Iceland's August EU referendum a one-way door, Centre Party leader warns at Akureyri rally
- Gunnlaugsson argues Iceland already enjoys EU market access through the EEA without the costs of full membership
- He frames the August referendum not as a procedural vote but as the last genuine moment of sovereign choice
- The Centre Party leader accuses the government of running a 'deception game' on the EU question
- Iceland's accession application has been frozen since 2013; the referendum would restart formal talks
Sigmundur Davíð Gunnlaugsson, leader of Iceland's Centre Party (Miðflokkurinn), told his party's council meeting in Akureyri on Friday that the country's August referendum on continuing EU accession talks is not a procedural question but a decisive, irreversible step toward full membership. Speaking at the Hof cultural centre, Gunnlaugsson called the government's framing of the vote a "deception game" and said his party must lead the opposition, RÚV reports.
"The battle starts now, because if people vote to continue in August, they are choosing a process designed to lead into the European Union," Gunnlaugsson said. He dismissed the notion that accession talks would involve meaningful negotiation over exemptions or special terms. What would follow, he argued, is adaptation — aligning Icelandic law and regulation with the EU acquis — after which the institutional machinery and media would "play their game" regardless of public sentiment. "Once the system is on a track, it doesn't matter what happens; it keeps going," he said.
The core of Gunnlaugsson's case is that Iceland already has what EU membership would ostensibly deliver. He quoted former Foreign Minister Jón Baldvin Hannibalsson's description of Iceland's position under the European Economic Area agreement: "We have everything for nothing." The EEA grants Iceland access to the EU single market — free movement of goods, services, capital, and people — without the common agricultural policy, the common fisheries policy, or the jurisdiction of the European Court of Justice over Icelandic sovereignty. Gunnlaugsson acknowledged the EEA has drawbacks but argued the referendum asks Icelanders to import the EU's disadvantages on top of benefits they already possess.
Iceland applied for EU membership in 2009, during the financial crisis, when the króna's collapse made the euro look like a lifeboat. The Althing (Icelandic parliament) voted to open accession negotiations, and formal talks began in 2010. But public enthusiasm evaporated as the economy recovered, and in 2013 the incoming centre-right government froze the process. The application was never formally withdrawn — a legal ambiguity that now allows the current government to frame a restart as continuation rather than a fresh decision.
Polling on EU membership has fluctuated but consistently shows a divided electorate. A Gallup survey for the Icelandic public broadcaster earlier this year found roughly 40 percent in favour of continuing talks, 45 percent opposed, and 15 percent undecided — numbers that give the No side a narrow lead but leave the outcome dependent on turnout and the framing of the question. The fishing industry, which accounts for around 40 percent of Iceland's export revenue, remains overwhelmingly hostile to membership, fearing the Common Fisheries Policy would hand Brussels control over Icelandic waters. Supporters of accession point to the króna's volatility and argue that a small open economy needs the stability of the euro and the negotiating weight of a 27-member bloc.

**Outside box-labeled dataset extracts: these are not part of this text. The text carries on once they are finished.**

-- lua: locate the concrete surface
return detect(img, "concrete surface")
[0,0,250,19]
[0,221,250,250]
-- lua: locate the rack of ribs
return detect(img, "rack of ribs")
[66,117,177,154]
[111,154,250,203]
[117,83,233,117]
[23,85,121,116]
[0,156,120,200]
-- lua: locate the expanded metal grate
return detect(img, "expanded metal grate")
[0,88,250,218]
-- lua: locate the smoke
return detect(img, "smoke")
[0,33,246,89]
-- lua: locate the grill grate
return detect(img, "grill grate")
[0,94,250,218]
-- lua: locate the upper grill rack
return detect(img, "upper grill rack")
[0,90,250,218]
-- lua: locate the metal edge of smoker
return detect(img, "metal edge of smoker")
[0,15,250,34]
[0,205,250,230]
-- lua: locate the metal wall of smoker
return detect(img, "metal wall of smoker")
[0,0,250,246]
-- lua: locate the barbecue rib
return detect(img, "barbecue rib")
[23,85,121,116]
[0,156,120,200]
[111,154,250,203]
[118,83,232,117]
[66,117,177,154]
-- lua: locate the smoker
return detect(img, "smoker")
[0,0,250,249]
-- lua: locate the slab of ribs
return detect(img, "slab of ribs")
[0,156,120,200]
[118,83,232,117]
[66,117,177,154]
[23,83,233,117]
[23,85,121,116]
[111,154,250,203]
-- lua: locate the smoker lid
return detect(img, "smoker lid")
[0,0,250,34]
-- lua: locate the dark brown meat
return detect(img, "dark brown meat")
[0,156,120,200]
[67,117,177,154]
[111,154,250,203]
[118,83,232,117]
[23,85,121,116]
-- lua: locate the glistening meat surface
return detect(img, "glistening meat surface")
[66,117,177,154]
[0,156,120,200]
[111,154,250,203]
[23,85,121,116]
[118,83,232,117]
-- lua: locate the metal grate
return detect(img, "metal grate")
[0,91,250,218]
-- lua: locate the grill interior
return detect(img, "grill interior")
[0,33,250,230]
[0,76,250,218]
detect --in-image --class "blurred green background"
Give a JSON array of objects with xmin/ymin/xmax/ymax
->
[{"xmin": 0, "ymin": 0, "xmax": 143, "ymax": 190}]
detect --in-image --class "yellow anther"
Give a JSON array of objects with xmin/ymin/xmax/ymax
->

Gunnlaugsson's speech marks the Centre Party's formal entry into the referendum campaign and sets the terms for the No side: not a debate about trade policy or regulatory harmonisation, but about sovereignty and institutional capture. Whether that framing holds will depend on whether the government can make a concrete economic case that the EEA is no longer sufficient — a harder argument to win when the man who originally championed EU membership described the current arrangement as getting all the advantages for free.